* Storage space wasted because of empty fields in database.
Store raw logs in signed flat files:
* Logs are available in original format for most flexibility in subsequent .
* Integrity of each log and integrity of log sequence can be proven.
* Efficient storage with possibility to compress flat files.
The right approach: No matter what you use logs for, you need to insure that you are working off of legitimate logs, that the logs you have stored have not changed since they were received, and that no log has been added or deleted. So you need to store them with some sort of proof of integrity.
If you store raw logs vs. normalized logs, make sure you understand what you want to do with your logs. If you want maximum flexibility, then work off of raw logs and apply a treatment later. If you want logs that are immediately usable for reporting or correlation, normalized storage is fine. But once normalized, it could be difficult or even impossible to reconstruct the original message and prove its integrity.
Performing log forensics
Now you are in an ideal situation to perform forensics: you are working from a clear stream of data, with fresh, unaltered and pure information at your fingertips, and in case of misbehavior you have all the elements of information that will lead to the criminal.
If you have ever been under attack you can certainly understand the pressure to react fast. And the first step is to understand what happened, who did it, how, what systems were affected and what needs to be done to stop the damage and prevent this from happening again.
Logs represent a gold mine for this task if you know how to leverage them, and if you have the proper tools to do so. You know that the proof of the misbehavior is somewhere in there, somewhere mixed with billions of other logs, buried in terabytes or even petabytes of data.
The process of doing forensics on a log management solution is similar to using an Internet search engine. Sometimes you know exactly what you're looking for; other times, it's a trial-and-error process. Start with keywords and refine/modify these so you zoom in on the log or logs that explain you what happened.

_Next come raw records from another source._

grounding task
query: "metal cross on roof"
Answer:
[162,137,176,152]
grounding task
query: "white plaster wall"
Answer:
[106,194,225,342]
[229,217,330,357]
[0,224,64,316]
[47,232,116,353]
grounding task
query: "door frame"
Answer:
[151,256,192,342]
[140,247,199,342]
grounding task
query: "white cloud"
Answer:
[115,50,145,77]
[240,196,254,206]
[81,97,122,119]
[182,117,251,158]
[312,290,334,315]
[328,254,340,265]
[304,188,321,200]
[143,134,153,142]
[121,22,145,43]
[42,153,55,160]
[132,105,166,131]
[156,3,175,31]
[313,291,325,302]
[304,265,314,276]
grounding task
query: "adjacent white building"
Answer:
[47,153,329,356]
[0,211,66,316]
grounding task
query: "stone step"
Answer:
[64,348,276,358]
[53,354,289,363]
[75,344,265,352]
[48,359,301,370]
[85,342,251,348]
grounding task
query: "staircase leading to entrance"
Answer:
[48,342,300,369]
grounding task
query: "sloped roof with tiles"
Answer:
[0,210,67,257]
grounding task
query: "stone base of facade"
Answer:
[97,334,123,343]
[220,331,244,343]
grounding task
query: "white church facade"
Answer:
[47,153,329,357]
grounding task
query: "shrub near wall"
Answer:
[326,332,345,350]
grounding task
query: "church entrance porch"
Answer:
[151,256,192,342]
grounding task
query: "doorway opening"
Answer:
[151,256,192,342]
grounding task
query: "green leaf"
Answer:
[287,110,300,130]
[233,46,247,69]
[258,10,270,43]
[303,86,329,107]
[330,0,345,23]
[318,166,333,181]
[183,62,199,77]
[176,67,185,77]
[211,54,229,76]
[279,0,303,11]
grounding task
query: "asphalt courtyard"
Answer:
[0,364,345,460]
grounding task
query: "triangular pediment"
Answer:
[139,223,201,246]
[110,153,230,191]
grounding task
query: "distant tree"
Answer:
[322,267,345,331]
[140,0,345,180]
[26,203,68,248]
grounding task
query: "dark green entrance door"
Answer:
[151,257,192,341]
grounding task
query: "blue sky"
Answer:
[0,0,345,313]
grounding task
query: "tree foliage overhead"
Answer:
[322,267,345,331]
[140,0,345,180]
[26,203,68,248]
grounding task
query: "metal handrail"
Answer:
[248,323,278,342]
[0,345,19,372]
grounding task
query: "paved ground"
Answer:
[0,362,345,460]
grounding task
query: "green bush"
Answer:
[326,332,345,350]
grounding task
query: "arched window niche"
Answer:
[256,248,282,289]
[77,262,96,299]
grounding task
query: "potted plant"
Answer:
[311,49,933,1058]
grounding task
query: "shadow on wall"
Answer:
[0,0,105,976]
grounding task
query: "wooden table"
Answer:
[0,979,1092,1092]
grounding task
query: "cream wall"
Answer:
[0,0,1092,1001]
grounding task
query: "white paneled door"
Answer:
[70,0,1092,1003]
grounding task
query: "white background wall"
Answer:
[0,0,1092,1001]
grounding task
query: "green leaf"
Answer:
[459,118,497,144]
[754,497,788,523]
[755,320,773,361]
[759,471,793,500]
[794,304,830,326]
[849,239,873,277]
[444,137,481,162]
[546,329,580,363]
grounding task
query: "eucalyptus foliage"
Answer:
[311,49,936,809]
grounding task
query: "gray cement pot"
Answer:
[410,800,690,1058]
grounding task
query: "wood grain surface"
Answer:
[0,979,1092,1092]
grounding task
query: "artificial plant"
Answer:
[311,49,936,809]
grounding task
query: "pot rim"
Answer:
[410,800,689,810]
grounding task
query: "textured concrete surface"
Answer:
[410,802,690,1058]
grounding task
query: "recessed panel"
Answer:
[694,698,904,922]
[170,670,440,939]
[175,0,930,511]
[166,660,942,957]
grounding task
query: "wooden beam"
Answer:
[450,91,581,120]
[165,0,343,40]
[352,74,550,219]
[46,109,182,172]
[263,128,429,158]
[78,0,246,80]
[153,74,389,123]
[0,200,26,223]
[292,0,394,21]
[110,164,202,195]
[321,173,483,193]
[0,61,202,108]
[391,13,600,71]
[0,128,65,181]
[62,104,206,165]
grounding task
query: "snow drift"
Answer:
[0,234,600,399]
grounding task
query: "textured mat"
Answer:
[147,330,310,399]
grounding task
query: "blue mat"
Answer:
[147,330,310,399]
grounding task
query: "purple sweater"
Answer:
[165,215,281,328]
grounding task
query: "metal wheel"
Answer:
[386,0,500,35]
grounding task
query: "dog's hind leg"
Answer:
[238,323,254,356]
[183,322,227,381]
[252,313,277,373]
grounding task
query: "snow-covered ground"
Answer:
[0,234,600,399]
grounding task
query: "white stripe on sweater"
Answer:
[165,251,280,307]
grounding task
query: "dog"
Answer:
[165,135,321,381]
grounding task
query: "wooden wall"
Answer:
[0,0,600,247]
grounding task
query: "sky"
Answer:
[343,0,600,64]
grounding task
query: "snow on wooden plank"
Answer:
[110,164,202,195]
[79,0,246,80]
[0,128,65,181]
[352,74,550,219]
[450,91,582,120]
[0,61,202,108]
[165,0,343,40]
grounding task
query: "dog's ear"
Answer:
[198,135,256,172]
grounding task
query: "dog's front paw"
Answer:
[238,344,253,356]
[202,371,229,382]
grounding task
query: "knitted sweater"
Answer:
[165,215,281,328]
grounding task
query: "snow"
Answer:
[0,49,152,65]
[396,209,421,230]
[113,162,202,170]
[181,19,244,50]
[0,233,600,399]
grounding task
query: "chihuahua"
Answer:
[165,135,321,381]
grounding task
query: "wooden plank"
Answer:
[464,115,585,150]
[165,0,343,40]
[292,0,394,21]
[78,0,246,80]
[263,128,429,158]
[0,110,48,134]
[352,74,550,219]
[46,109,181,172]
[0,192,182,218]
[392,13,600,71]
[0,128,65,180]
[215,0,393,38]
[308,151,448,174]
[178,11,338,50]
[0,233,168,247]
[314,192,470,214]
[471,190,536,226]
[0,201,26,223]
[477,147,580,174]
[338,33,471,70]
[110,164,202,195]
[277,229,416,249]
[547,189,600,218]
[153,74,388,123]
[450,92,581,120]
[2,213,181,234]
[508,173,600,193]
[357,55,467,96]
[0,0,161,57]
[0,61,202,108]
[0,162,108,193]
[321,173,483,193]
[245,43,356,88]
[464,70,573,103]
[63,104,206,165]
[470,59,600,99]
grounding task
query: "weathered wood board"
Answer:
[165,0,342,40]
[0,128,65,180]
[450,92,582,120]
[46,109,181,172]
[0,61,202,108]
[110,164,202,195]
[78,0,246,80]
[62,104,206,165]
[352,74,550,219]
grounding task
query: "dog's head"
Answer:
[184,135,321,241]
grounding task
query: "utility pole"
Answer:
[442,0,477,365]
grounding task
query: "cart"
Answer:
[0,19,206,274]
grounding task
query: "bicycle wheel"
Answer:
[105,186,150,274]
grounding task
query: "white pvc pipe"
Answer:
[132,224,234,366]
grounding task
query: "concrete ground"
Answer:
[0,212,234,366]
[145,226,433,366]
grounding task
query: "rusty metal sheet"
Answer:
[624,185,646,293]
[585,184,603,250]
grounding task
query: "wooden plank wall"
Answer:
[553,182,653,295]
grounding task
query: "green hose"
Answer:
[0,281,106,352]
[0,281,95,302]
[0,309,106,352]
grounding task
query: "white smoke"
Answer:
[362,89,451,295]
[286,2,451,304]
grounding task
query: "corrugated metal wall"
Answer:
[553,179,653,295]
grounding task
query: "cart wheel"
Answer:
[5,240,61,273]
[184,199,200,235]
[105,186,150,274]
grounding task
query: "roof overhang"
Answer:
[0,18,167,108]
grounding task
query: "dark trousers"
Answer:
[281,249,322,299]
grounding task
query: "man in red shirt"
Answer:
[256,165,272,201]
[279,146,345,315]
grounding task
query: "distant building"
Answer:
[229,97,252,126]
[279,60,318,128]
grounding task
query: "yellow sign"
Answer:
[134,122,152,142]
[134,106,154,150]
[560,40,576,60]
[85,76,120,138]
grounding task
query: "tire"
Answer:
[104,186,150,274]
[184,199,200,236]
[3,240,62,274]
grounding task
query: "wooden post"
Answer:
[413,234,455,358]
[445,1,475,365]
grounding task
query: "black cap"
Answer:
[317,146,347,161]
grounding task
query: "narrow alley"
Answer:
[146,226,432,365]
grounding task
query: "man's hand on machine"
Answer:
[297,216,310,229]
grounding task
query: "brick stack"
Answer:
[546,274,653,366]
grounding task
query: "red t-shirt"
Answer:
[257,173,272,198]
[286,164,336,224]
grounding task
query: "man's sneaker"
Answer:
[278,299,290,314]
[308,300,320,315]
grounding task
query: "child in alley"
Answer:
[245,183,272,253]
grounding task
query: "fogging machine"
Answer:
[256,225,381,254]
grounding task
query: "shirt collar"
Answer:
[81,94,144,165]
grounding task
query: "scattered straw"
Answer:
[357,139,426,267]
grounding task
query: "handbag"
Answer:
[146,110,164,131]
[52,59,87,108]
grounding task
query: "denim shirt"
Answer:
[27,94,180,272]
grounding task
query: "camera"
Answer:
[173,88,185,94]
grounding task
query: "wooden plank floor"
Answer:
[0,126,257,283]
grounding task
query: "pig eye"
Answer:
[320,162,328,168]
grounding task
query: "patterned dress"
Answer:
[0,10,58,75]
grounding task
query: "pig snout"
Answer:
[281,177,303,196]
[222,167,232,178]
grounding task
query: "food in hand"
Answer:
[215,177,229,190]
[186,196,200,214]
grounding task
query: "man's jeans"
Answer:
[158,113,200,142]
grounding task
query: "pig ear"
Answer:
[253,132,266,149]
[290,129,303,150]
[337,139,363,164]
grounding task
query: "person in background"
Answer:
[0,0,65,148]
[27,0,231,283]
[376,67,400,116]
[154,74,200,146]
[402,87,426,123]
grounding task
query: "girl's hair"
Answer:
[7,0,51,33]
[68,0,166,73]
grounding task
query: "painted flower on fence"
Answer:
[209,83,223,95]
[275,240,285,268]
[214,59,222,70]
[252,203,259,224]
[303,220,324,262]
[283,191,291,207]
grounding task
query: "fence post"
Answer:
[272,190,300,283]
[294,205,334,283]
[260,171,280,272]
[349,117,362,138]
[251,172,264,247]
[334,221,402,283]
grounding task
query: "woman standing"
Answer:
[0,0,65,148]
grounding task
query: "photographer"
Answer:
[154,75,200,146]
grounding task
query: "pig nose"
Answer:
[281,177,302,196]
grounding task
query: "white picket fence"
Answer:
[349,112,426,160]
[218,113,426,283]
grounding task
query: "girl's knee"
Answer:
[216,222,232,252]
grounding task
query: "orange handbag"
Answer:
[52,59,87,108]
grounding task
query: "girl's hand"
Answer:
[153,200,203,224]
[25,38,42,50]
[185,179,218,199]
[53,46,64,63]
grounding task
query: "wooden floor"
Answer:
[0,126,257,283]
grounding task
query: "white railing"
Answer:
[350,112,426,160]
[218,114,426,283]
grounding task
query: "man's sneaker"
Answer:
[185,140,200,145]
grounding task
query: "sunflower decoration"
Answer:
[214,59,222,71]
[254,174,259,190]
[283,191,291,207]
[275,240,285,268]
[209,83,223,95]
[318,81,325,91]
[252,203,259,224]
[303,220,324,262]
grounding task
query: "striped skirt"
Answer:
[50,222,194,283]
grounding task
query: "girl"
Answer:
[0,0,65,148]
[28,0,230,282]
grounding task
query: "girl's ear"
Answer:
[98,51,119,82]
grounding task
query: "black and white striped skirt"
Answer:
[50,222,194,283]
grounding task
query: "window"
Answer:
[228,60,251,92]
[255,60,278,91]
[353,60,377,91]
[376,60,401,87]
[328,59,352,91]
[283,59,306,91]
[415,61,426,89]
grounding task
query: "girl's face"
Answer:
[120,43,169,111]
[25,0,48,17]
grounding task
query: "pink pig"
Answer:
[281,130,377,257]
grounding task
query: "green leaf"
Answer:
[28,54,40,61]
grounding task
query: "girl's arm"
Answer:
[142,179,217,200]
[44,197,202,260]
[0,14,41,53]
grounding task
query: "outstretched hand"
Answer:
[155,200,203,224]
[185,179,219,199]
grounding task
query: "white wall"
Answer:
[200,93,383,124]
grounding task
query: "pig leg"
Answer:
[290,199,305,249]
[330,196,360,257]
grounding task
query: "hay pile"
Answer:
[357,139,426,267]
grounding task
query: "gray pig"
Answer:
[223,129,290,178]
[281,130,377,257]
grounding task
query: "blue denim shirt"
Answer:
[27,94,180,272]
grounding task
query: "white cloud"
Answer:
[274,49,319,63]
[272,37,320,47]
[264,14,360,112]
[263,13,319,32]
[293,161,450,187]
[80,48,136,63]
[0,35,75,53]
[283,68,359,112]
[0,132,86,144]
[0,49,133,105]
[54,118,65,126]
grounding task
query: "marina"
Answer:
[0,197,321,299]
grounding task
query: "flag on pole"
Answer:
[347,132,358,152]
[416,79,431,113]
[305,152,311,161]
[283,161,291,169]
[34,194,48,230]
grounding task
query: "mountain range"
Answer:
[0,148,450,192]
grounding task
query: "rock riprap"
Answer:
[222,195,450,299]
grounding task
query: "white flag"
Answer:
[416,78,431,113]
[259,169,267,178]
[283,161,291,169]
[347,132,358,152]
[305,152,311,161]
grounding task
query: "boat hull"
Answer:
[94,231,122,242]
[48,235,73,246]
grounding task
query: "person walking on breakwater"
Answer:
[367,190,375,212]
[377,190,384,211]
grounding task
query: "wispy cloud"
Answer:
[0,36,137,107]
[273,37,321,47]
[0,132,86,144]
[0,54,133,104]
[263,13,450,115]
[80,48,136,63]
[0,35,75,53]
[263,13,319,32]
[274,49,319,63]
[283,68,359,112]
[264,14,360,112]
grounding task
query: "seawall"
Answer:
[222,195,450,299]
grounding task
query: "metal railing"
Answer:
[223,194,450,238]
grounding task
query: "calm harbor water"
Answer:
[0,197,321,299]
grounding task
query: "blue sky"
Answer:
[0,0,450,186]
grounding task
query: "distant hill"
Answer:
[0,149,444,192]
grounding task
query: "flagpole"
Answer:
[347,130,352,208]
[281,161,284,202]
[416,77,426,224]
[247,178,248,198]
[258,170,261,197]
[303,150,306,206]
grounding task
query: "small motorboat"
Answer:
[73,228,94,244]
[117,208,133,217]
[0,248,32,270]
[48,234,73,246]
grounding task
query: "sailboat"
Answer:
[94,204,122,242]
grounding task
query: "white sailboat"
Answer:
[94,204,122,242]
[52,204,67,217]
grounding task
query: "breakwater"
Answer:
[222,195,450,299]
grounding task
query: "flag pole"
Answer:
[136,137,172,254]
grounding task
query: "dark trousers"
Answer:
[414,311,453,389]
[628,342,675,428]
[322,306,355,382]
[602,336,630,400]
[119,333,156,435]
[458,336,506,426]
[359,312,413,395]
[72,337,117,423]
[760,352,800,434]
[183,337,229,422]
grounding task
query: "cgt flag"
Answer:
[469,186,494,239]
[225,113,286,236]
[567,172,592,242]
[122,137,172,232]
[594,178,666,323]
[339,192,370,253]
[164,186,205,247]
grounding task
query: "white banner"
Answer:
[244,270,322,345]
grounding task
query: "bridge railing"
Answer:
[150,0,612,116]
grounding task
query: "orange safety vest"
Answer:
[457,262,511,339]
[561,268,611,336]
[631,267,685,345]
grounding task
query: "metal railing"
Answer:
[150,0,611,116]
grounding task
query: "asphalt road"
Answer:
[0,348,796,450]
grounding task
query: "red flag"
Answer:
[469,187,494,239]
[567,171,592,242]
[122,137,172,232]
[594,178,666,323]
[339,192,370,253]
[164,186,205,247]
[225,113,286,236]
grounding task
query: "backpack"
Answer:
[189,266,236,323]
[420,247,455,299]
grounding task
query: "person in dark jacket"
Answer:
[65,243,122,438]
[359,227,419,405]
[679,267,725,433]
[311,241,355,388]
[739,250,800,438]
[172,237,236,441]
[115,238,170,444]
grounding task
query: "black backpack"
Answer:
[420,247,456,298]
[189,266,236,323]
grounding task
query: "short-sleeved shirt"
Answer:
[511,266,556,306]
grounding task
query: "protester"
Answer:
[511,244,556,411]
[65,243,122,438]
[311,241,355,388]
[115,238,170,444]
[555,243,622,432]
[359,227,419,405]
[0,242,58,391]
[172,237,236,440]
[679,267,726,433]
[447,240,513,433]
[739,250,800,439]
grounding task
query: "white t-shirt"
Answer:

Once you have zoomed in on the specific log or logs, you can now follow the trail of the crime and understand how the breach spread from system to system, how and why the attack was successful, and which systems were affected. Each log becomes a piece of the puzzle as you answer questions such as: was it successful because there were missing security patches, or because passwords are in clear and a system was in promiscuous mode, or because the firewall was misconfigured, etc.